As word of the killings spread through the German public in the spring and summer of 1941 (covered in the Galen section below), individual centers were shut and the work moved to the ones that remained. That is why Brandenburg, Grafeneck, and Sonnenstein closed while Hartheim and Hadamar kept operating into 1944 and 1945.
The method
The method that later ran at Belzec, Sobibór, and Treblinka.
The killing method was the same at all six centers: a sealed room disguised as a shower, into which 20 to 30 patients were led at a time, where carbon monoxide gas piped in from steel cylinders killed them in about 15 to 20 minutes. The bodies were burned in the adjoining crematorium. Families were sent forged death certificates citing natural causes (pneumonia, heart failure) and urns of ash that were not their relative's.
The gas-chamber method was worked out at Brandenburg in January 1940, under Christian Wirth (a former criminal-police officer assigned to T-4) and Viktor Brack. The first test, recorded in the postwar trial record, used patients from a Brandenburg hospital. Judged by the program's own measures (speed, efficiency, and how few staff it took) the gas chamber became the chosen method, and all six centers were equipped with it.
This is the central historical connection explored in this Topic. The method that ran at Brandenburg in January 1940 was the method that ran at Belzec from March 1942, Sobibór from May 1942, and Treblinka from July 1942. The killing centers changed one detail: they used carbon monoxide from diesel engines rather than bottled gas, because bottled gas was hard to supply at the scale the Holocaust required. But the principle was a direct inheritance from T-4, gas-chamber killing in small disguised rooms with crematoria attached. The transfer of the men who ran it, covered below, completes the line.
The Lion of Münster
The Lion of Münster.
Through 1940 and 1941, the truth about T-4 leaked out, through families of the victims, through medical staff uneasy about what they were doing, and through church networks. The response that finally forced the program to stop came from Bishop Clemens August Graf von Galen (1878–1946), the Catholic Bishop of Münster.

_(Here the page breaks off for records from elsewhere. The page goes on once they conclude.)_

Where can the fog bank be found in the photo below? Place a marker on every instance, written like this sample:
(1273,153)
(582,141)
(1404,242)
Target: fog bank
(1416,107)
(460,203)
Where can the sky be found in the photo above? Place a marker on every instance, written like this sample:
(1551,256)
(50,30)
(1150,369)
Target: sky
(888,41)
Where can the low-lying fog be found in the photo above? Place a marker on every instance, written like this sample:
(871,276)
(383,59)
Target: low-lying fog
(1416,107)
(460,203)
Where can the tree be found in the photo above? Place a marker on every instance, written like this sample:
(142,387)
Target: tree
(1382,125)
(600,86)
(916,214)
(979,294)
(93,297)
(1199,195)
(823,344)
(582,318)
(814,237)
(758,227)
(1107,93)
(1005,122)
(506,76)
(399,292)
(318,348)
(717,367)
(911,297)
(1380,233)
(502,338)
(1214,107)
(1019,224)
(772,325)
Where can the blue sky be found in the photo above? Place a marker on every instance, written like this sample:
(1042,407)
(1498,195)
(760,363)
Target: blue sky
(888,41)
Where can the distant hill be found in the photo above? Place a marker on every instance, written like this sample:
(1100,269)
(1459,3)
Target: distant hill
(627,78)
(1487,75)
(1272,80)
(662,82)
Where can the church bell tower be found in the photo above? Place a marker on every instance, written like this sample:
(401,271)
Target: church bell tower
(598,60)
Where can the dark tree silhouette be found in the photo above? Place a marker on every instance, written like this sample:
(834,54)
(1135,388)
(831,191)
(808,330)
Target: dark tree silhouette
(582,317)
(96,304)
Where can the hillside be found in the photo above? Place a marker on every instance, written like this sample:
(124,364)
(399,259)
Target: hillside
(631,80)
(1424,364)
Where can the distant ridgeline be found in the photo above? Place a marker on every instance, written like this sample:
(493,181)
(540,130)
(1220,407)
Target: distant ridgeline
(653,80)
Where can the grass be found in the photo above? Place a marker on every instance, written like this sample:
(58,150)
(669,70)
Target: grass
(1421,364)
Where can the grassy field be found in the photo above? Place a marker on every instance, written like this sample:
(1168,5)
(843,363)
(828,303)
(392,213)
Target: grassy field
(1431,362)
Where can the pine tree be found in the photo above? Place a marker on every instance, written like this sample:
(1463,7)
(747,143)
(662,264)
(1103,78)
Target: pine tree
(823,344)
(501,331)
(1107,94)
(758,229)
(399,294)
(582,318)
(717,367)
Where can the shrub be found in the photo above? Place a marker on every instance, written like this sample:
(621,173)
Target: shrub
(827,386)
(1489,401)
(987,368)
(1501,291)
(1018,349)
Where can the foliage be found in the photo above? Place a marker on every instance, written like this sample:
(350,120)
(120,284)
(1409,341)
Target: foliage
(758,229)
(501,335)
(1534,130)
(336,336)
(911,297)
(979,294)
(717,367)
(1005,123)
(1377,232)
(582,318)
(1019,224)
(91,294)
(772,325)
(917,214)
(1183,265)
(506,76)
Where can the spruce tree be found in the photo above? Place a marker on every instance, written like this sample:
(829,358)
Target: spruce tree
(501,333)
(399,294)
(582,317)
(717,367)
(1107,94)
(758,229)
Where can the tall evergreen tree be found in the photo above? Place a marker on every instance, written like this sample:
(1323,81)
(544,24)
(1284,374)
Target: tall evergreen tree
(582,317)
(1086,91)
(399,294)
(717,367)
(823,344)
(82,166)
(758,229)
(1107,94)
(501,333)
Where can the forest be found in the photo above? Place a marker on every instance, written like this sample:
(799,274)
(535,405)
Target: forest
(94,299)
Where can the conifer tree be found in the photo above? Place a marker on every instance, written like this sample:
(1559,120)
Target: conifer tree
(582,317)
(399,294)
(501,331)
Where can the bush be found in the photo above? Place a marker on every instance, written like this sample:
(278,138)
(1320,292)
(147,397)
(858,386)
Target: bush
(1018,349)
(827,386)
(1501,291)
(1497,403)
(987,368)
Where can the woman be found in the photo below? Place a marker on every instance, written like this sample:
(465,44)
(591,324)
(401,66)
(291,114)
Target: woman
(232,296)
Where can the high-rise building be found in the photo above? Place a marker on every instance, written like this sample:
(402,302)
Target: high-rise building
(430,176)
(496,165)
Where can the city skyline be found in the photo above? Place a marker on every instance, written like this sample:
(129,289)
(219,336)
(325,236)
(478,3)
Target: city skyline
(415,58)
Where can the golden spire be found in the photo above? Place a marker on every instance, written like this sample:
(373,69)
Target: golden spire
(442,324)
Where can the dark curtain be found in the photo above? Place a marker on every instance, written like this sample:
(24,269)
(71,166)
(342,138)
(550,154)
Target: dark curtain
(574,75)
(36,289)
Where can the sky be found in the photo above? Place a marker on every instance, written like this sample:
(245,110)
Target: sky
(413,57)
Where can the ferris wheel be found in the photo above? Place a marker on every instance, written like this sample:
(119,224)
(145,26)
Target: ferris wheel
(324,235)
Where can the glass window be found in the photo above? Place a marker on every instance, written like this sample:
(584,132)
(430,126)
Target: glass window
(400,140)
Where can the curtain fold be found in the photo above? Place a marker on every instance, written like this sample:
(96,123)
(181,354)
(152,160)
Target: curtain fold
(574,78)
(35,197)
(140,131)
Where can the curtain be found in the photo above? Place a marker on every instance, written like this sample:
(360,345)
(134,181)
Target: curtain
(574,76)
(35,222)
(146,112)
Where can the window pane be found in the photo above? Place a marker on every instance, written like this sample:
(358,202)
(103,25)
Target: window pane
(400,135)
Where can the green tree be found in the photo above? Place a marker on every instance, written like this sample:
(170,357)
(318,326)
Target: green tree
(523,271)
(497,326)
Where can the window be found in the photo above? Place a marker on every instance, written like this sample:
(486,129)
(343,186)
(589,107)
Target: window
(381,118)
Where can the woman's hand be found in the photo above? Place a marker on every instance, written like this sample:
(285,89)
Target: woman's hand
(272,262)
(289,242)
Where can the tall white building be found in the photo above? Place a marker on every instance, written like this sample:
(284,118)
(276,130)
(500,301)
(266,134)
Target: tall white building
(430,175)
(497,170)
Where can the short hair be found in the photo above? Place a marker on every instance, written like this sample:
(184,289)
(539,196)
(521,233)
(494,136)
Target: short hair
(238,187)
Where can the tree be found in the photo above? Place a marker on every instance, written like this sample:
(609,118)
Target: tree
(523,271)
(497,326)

Galen preached three public sermons in July and August 1941 exposing and condemning the killings. The decisive one, delivered at St. Lambert's Church in Münster on Sunday, August 3, 1941, included this passage: "It is a terrible doctrine which tries to justify the murder of innocent people, which sanctions the violent killing of disabled persons, of invalids, of the incurably ill, of feeble old people."
The sermon named the program outright, described the Gekrat bus transports, identified the killing centers, and called on German Catholics to refuse any part in it. It was printed and passed hand to hand in thousands of copies; the British Royal Air Force dropped translated copies over Germany as propaganda. The German Catholic Church backed Galen, and a few Protestant leaders, including Bishop Theophil Wurm in Württemberg, made similar statements.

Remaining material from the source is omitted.